E’ fuori pericolo il cinquantaseienne sulmonese, Luigi Puglielli, giorni fa colto da un improvviso arresto cardiaco nella sua abitazione mentre si trovava in compagnia di alcuni operai che stavano installando un condizionatore. L’uomo si trova ancora ricoverato nella rianimazione dell’ospedale di Avezzano dove è stato trasportato in eliambulanza a seguito della brutta disavventura. Resta sotto osservazione  ma secondo i sanitari il peggio è  passato. Il sulmonese se è ancora in vita lo deve soprattutto a Vincenzo Russo, l’operaio ventenne che ha prestato i primi soccorsi ed ha allertato tempestivamente la centrale operativa del 118 nonché alla squadra di sanitari composta dal medico Giampiero Cuna, l’infermiera Alessia D’Annunzio e l’autista Mauro Fronterotta che ha operato a stretto contatto con i sanitari.
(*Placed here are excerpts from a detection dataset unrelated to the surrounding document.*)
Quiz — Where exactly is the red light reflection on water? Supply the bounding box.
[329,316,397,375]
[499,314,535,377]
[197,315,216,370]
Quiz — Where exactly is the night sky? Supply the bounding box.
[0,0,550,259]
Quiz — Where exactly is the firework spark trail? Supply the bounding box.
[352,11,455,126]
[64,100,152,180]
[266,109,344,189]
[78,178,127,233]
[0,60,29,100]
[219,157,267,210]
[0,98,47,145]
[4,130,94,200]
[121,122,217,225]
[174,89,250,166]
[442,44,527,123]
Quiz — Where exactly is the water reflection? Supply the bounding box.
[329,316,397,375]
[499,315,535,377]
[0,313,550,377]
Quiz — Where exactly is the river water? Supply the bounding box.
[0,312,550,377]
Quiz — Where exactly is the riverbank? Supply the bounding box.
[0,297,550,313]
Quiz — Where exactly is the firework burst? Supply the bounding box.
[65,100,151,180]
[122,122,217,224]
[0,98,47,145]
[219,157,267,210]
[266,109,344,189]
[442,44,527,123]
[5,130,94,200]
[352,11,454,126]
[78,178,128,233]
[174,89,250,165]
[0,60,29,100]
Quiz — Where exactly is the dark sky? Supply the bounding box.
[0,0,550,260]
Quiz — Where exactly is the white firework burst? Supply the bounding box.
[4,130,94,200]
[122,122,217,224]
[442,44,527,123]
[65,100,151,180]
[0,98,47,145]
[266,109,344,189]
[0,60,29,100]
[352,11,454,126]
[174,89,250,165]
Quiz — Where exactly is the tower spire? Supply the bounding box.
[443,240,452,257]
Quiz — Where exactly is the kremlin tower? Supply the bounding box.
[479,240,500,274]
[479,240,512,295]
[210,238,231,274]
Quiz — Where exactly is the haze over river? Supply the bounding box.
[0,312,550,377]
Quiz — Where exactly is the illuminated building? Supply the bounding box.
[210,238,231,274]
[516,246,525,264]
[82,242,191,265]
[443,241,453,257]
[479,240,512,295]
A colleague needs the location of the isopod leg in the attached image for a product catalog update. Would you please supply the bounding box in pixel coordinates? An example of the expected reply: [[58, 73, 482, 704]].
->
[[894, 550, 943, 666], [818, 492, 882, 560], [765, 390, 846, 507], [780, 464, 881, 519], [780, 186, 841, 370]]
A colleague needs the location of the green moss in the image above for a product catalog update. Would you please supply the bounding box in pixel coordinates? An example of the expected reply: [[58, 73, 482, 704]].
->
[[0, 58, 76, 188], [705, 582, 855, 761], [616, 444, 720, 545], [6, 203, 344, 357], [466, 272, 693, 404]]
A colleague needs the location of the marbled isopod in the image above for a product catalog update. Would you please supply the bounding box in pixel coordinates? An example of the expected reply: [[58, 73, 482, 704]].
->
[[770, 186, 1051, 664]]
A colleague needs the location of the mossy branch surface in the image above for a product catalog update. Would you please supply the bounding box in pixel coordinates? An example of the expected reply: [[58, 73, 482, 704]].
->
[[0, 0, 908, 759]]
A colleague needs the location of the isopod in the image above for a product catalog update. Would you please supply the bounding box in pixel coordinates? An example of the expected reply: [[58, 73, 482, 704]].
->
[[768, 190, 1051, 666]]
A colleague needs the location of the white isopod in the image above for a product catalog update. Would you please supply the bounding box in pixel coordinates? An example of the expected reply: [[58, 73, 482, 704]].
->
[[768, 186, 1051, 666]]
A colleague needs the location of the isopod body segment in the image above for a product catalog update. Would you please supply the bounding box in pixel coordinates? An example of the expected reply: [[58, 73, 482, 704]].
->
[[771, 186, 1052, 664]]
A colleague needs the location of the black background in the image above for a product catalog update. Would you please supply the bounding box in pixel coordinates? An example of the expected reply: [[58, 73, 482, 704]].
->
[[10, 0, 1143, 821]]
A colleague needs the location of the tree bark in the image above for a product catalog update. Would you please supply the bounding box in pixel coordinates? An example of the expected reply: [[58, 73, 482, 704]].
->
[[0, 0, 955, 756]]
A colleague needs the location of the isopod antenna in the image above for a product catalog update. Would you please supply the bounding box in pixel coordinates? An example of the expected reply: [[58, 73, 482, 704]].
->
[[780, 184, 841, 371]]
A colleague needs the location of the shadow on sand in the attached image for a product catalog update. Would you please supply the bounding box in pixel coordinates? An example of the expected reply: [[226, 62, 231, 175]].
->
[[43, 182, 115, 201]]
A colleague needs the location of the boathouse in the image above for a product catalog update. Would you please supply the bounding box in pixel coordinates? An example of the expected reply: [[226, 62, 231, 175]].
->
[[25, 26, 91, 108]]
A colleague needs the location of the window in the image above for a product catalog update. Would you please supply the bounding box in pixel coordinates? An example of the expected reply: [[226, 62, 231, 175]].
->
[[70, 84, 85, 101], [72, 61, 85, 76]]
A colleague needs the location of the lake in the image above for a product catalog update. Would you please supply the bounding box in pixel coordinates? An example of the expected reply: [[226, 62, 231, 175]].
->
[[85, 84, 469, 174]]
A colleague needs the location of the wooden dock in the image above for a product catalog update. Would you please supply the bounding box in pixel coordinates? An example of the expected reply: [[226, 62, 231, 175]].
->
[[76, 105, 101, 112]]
Le persone giuste al momento giusto. “Vorrei ringraziare e lodare il lavoro dell’equipe del 118 che ha salvato la vita a mio marito”- racconta la moglie- “un encomio speciale va a Vincenzo, ventenne amico di famiglia e assistente di Arrigo Cautela presenti, in quel momento, per l’installazione di un condizionatore. Tempestivamente hanno allertato il 118. Mio marito è salvo grazie al massaggio cardiaco effettuato da Vincenzo che, fino all’arrivo del 118, non ha mai cessato di operare, dietro indicazioni dei medici. Io ero presente e non ho visto neanche un secondo i sanitari esitare nel tentativo di salvarlo. Un grazie anche all’ospedale di Avezzano che lo segue con premura e competenza”. Insomma il 56 enne, quella mattina del 12 giugno, ha trovato un team di sanitari validi e pronti a fronteggiare l’emergenza. Oggi il suo cuore continua a battere grazie a chi ha saputo tenerlo in vita sin dal primo momento, da quando cioè si è accasciato a terra nella sua abitazione per un improvviso arresto cardiaco. Una storia ordinaria che però fa notizia dopo un anno di emergenza sanitaria che ha visto gli stessi operatori non sottrarsi mai per salvare vite umane. Anche e soprattutto questa è sanità.